ARTISTRY ALIGHT: Emerging artist races to get ready for her first pro show at MAIN ST.
See full 360 West article by Charlotte Settle here.
Inside The Cornerstone cafe in Arlington, 32-year-old painter Michelle “Shelbie Mac” McElree sets up her canvas. She is adding finishing touches to a landscape — one of her trademarks. This is where she spends most of her days lately, cranking out pieces for her booth at this year’s MAIN ST. Fort Worth Arts Festival, the first professional show she’s ever done.
One of the nation’s largest arts festivals, MAIN ST. is extraordinarily competitive. Of over 1,300 applicants, only 200 artists are offered a booth. The festival’s jurors chose McElree in this year’s Emerging Artist category.
“I thought about turning it down,” says McElree, who wondered whether she’d be able to handle the opportunity and create enough pieces in time. “But my sister encouraged me to stick it out and just try it.”
Growing up, McElree was home-schooled in Arlington, where her family encouraged her to pursue art from a young age. She won dozens of local art competitions throughout high school, including the Star-Telegram Stock Show Art Contest, where she took home Grand Champion twice.
But visual art wasn’t always her dream. At age 14, she fell in love with musical theater. She moved to New York a few years later to train at a Broadway conservatory. “I found that I loved it more than art,” she says. “I was so shy, but being onstage, I could be extroverted.”
The culture shock of the city ultimately took a toll on McElree’s health, forcing her to move home. She found a way, however, to combine her love for visual art and theater through scenic design. Painting sets has been her main source of income for years; she works today at Artisan Center Theater near her home in Hurst.
Still, scenic art is “just a job,” McElree admits. Lately, she has felt directionless, living paycheck to paycheck and feeling unfulfilled. “Scenic art is so draining physically,” she says. “I can’t do it forever.”
McElree’s older sister, Kaylee Parsons, has encouraged her to forgo scenic design for a career as an independent gallery artist.
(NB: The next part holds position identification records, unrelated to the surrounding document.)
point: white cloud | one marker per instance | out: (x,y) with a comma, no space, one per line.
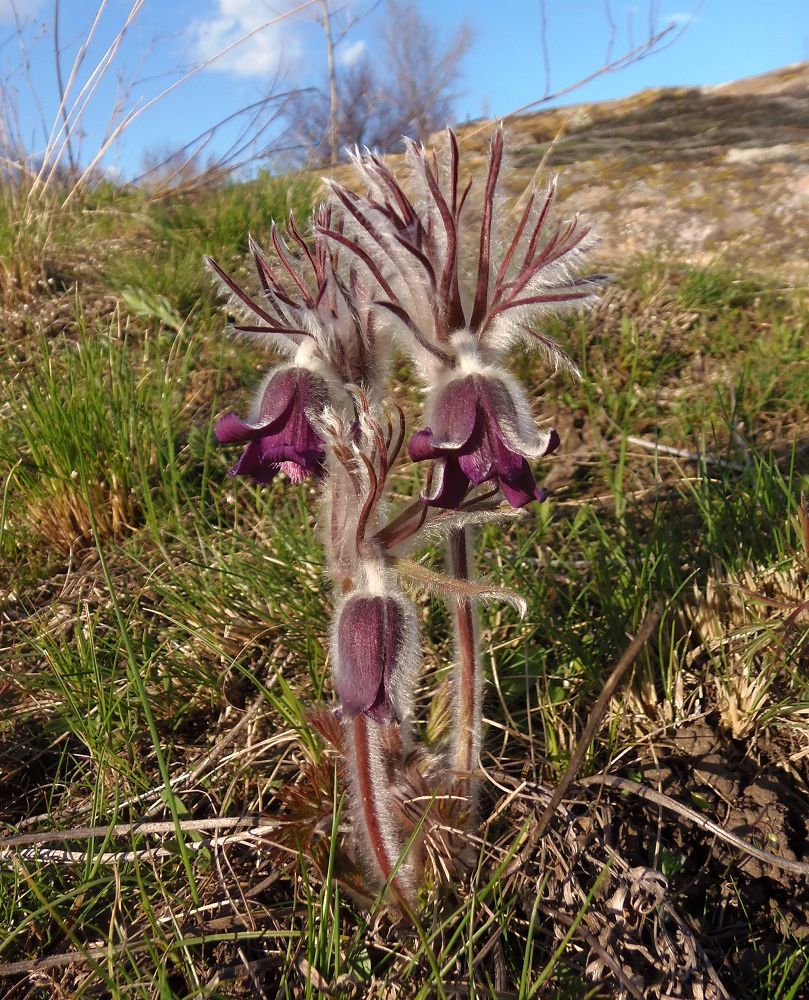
(350,55)
(258,54)
(22,9)
(680,17)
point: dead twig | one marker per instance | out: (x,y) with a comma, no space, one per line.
(658,798)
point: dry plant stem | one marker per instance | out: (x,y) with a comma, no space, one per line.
(593,722)
(468,679)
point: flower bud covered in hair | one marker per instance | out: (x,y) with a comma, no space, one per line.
(375,654)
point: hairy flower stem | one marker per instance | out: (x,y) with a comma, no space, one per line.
(468,676)
(372,792)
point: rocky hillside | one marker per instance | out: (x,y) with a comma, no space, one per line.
(710,174)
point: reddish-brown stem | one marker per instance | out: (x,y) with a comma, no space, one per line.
(468,680)
(372,791)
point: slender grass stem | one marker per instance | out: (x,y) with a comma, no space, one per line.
(468,680)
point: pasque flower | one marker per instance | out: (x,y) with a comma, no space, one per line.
(281,436)
(418,252)
(476,436)
(370,642)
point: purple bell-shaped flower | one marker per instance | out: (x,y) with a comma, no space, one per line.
(374,644)
(281,437)
(479,434)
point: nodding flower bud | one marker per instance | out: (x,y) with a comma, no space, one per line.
(375,655)
(281,437)
(481,431)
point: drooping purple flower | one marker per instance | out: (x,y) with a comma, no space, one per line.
(281,438)
(372,640)
(479,435)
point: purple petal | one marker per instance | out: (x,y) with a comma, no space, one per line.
(252,463)
(420,447)
(522,436)
(368,640)
(279,394)
(478,460)
(231,429)
(521,488)
(455,412)
(450,484)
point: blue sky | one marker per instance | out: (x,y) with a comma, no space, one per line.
(721,40)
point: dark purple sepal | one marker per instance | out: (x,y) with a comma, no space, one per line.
(476,440)
(282,438)
(369,634)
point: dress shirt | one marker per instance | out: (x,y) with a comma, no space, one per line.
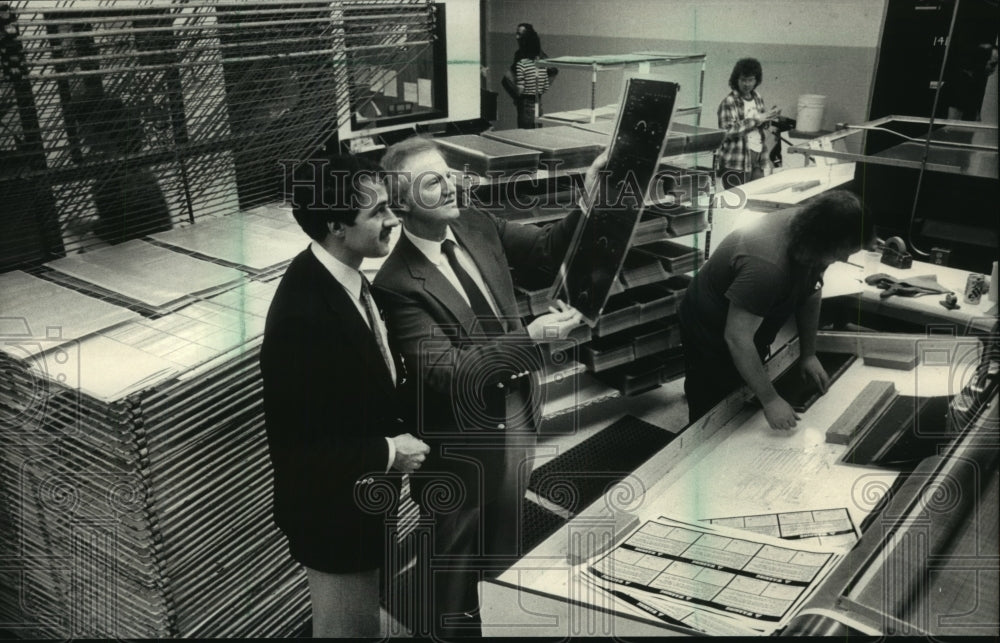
(432,250)
(350,279)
The two scoped out the MAIN ST. festival last year, and Parsons persuaded her sister to apply. “If Kaylee thinks I can do this, it gives me the confidence that I can,” McElree says.
MAIN ST. is a grueling four days during which artists must be present at their booths nonstop, but McElree says she’s up for the challenge and views it as a perfect platform to launch her independent art business.
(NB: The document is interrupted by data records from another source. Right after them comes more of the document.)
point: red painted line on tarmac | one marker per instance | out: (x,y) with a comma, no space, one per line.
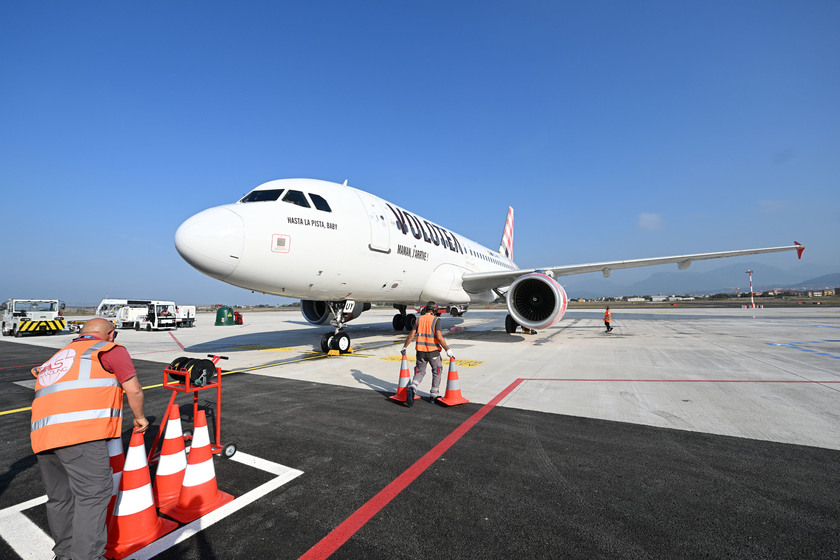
(178,342)
(357,520)
(617,380)
(20,366)
(350,526)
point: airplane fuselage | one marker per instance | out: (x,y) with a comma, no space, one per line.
(317,240)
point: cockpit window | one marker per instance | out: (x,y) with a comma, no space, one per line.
(263,196)
(320,203)
(296,197)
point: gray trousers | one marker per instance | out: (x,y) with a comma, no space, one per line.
(79,483)
(432,358)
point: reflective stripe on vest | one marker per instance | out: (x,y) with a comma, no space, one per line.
(426,327)
(76,398)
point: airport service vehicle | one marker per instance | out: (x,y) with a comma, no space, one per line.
(32,316)
(108,308)
(184,315)
(130,316)
(159,315)
(337,248)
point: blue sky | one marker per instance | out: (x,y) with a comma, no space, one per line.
(615,129)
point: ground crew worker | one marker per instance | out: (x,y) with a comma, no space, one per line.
(77,407)
(428,346)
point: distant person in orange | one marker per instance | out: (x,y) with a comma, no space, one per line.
(607,319)
(77,408)
(428,347)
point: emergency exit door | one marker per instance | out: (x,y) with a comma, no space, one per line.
(377,213)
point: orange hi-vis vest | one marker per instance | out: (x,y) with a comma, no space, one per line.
(76,399)
(426,327)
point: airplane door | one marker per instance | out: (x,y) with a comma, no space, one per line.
(380,236)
“It’s one of the most prestigious festivals in the nation, and it’s close to home,” she says.
As the festival draws near, the pressure to produce excellent work is on. McElree wants to impress potential buyers — and friends and family who are flying in from all over the country. To combat stress, McElree prays, goes for long walks and leans on support from her sister.
McElree wants to produce as many as 20 pieces for her MAIN ST. booth, and she was up to 15 by mid-March. She calls herself a “painting gypsy.” At the start of each week, she transports her box easel, supplies and paintings to Cornerstone, which she likes for the light, space and community of fellow church members who hang out there. At week’s end, she takes the kit to her sister’s place and paints there over the weekend.
McElree’s pieces for the festival feature two main subjects: landscapes and dancers. Clouds are her “happy maker,” and painting dancers is an expression of her fascination with movement.
“For all these dancers, I kind of like to live through them,” McElree says. She moves to music while she paints — likely stemming from her time onstage — and imagines she is dancing with her brush. McElree says her best work emerges when she releases expectations and allows the rhythms to influence her brushstrokes.
She qualified for MAIN ST. and a $250 discounted booth fee because, among other factors, she lives in the state and it’s her first professional show.
Beyond the festival, McElree hopes an influx of commission work will kick-start her independent art business, and that a thriving career will allow freedom to revisit her unfinished pursuit — performing onstage. With thousands of people expected to pass by her booth during the festival, she feels “confident that things can happen, that doors can open.”